Page MenuHomePhabricator

Running "scap pull" on deploy1001 halts for 2 minutes, then reports a php-fpm error
Closed, ResolvedPublic

Description

krinkle at deploy1001.eqiad.wmnet in /srv/mediawiki-staging (master)
$ scap pull
00:15:54 Copying from deploy1001.eqiad.wmnet to deploy1001.eqiad.wmnet
00:15:54 Started rsync common
00:17:54 Finished rsync common (duration: 02m 00s)
00:17:54 Started scap-cdb-rebuild
00:17:55 Finished scap-cdb-rebuild (duration: 00m 00s)
00:17:55 Checking if php-fpm restart needed
00:17:55 Last output:
sudo: a password is required
00:17:55 php-fpm restart failed!

The reason for running this command is that in order for a maintenance script to take into account staged changed, they must first be applied locally.

For example, running mwscript extensions/WikimediaMaintenance/dumpInterwiki.php.

For any other server, one typically uses scap pull for that. But while this worked, it seems to block for 2 minutes, and then report a php-fpm error.

I'm not sure what it is doing during these two minutes. Running scap pull on mwdebug1002 generally only takes a few seconds. I suspected that the sudo command (which one?) or the php-fpm failure is cause of it, but the timestamps don't agree. Maybe the timestamps are off?

Event Timeline

thcipriani triaged this task as Medium priority.Mar 25 2020, 5:01 PM
thcipriani subscribed.

FWIW, the pausing and the error are two different pieces. That is, the pause is cdb rebuild IIRC. The error is sudo differences in beta vs prod.

I ran the command today to get another datapoint. It doesn't take a long time to run, but the sudo issue persists.

dancy@deploy1002:~$ scap pull
17:51:03 Copying from deploy1002.eqiad.wmnet:/srv/mediawiki-staging to deploy1002.eqiad.wmnet:/srv/mediawiki
17:51:03 Started rsync common
17:51:06 Finished rsync common (duration: 00m 02s)
17:51:06 Started scap-cdb-rebuild
17:51:19 Finished scap-cdb-rebuild (duration: 00m 13s)
17:51:20 Checking if php-fpm restart needed
17:51:20 Last output:
sudo: a password is required
17:51:20 php-fpm restart failed!

I think the issue is that on app servers, the mwdeploy user has this sudo permission:

(root) NOPASSWD: /usr/local/sbin/check-and-restart-php php7.2-fpm *

but on the deploy server, deployers have the following sudo permission:

(root) NOPASSWD: /bin/bash -c /usr/local/sbin/restart-php7.2-fpm

Scap is running

sudo -u root -n PHP="php7.2" -- /usr/local/sbin/check-and-restart-php php7.2-fpm 100

Change 763313 had a related patch set uploaded (by Ahmon Dancy; author: Ahmon Dancy):

[mediawiki/tools/scap@master] sudo_check_call: debug log the command to be run

https://gerrit.wikimedia.org/r/763313

Change 763313 merged by jenkins-bot:

[mediawiki/tools/scap@master] sudo_check_call: debug log the command to be run

https://gerrit.wikimedia.org/r/763313

@Krinkle: I'm thinking the resolution to this ticket may be "don't run scap pull on the deploy server". What do you think?
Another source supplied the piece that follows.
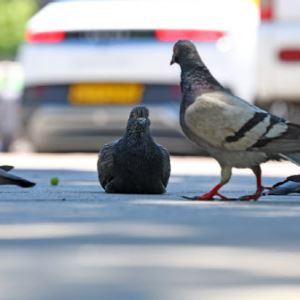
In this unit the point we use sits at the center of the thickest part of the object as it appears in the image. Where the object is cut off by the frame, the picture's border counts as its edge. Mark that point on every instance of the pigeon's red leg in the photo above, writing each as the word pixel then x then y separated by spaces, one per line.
pixel 225 177
pixel 259 188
@dancy I'd be fine with that. Essentially what scap-pull would be for, apart from accidental command runs under confusion of operating on a different ssh terminal, is for applying changes to be applied to mwscript and such. As I understand it, we now have most if not all things used /srv/mediawik-staging when on a deployment server.

I would recommend that we make this actually fail in some way to reduce confusion and to signal that it shouldn't be done. If we need it to be kept in sync for now I suppose Scap can keep doing it internally but have the public command fail with a descriptive error perhaps?

Alternatively, we could aim to swap things around. This would mean we phase out the concept of a (differently named) staging directory on the deploy host, that currently exists in addition to /srv/mediawiki also on the deploy host. This would allow us to remove various conditionals, env variables, and other hacks that currently make this work by varying the MW location in various places specifically for the deploy host (with no doubt some edge cases we missed where stuff doesn't work).

A solution to this currently blocks completion of T253547, where maintenance scripts started crashing on the deploy host due to PHP loading code from both staging and non-staging, thus require_once is ineffective. We could spread the complexity further by e.g. overriding via "php -d" the appropriate PHP ini setting when Scap runs mwscript on the deploy host. But, I'd rather start pushing in the opposite direction and instead limit, contain, and phase out this complexity.

For example, as experiment we could move the non-staging directory out of way, replace it with a temporary sync link, and delist the host from being its own sync target. If that works for a while without trouble, I can complete the CLI profiling work meanwhile.

Guessing this one is moot given the work on T329857: MediaWiki deploy servers should not be mediawiki installation targets—is that right?

That's right. Today if you run scap pull on a deploy server, it will print a warning and do nothing (but still exit with status 0).

$ scap pull
23:15:43 /srv/mediawiki is a symlink to /srv/mediawiki-staging.  Not pulling.
dancy claimed this task.